In Baltimore, nearly one in five black men between the ages of 20 and 30 is in custody. Yet the violent crime rate in some parts of the city actually increased, according to a Justice Policy Institute study of crime and recidivism in Maryland.

With so many people in prison, neighborhoods are losing the cohesion that provides an effective barrier against crime. The problem is fueled by the dead-end fate awaiting recently released convicts, who struggle to find jobs and re-establish family connections. Frustrated, many turn to crime again.

States, staggering under the burden of imprisoning more people, are beginning to look for alternatives. In Florida, Gov. Jeb Bush advocates drug treatment that diverts users away from prison. In California, Gov. Arnold Schwarzenegger is pushing for a new emphasis on rehabilitation -- a move that is long overdue in the nation's largest prison system.

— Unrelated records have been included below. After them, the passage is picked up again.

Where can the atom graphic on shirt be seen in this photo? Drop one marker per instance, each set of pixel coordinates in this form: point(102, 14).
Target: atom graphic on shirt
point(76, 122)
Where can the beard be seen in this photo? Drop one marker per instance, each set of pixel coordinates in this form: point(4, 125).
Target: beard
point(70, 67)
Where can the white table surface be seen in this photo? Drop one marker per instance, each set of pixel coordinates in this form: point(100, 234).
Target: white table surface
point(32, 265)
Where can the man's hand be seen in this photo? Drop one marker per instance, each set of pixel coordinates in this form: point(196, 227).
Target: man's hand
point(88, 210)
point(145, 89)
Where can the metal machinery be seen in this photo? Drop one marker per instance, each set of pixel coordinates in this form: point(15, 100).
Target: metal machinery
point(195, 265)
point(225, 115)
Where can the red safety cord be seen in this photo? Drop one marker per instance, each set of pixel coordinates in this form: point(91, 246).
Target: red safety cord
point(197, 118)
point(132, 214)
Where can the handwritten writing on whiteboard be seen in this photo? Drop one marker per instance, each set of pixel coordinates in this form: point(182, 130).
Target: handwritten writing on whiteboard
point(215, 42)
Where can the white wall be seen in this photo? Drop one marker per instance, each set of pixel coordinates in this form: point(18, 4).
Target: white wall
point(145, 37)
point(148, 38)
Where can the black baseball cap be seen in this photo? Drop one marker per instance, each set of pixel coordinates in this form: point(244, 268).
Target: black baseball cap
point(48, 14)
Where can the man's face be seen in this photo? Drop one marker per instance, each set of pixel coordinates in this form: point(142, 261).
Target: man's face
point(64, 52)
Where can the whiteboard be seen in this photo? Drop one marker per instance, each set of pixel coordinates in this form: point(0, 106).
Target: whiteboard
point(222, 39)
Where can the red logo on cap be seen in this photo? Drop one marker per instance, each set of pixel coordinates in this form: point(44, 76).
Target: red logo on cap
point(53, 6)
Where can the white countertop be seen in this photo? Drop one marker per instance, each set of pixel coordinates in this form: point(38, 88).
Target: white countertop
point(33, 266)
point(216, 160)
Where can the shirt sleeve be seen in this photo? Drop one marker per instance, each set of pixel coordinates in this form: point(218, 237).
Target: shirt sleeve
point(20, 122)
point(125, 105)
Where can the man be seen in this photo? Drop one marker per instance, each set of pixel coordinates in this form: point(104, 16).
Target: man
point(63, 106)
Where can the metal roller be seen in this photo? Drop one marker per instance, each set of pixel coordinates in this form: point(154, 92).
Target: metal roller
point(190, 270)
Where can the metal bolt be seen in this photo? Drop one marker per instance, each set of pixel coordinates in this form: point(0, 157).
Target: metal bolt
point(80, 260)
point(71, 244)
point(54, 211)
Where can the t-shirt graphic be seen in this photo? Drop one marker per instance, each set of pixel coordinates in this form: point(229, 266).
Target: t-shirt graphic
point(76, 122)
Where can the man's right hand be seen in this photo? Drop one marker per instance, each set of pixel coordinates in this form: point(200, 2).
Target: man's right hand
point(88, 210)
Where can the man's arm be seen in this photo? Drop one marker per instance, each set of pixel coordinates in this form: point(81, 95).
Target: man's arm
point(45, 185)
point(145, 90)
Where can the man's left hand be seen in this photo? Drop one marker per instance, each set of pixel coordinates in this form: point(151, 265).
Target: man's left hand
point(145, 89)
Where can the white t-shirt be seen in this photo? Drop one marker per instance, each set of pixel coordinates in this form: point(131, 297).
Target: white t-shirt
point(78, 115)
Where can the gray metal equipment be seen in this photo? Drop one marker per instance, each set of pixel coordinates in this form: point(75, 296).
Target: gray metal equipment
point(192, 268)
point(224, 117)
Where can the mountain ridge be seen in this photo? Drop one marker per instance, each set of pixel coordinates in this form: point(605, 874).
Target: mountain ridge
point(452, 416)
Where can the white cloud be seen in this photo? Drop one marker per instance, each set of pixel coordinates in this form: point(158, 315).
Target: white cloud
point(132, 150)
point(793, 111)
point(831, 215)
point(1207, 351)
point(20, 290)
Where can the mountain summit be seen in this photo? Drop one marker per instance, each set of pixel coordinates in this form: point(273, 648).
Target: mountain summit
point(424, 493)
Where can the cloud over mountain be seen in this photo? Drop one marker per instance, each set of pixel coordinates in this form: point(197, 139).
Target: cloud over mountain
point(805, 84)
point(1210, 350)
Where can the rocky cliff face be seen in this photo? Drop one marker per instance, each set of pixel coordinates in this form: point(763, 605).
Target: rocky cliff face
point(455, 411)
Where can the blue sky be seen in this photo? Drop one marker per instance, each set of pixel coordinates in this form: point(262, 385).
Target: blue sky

Congressional leaders have proposed legislation that would offer housing and employment assistance to inmates released from federal prison.

But a smarter approach would look at the policies that have put so many behind bars. Mandatory sentencing laws that strip discretion from judges are a dismal failure, sending people to prison for relatively minor crimes at massive public expense.

The nation's drug laws are a shambles, assessing arbitrary penalties that hit hardest at low-income criminals who use inexpensive, highly addictive street drugs like crack cocaine. Most prison programs aimed at rehabilitation have fallen victim to budget cuts or political posturing.

The growing prison numbers -- and public expense -- show that this is a course the United States can no longer afford to follow.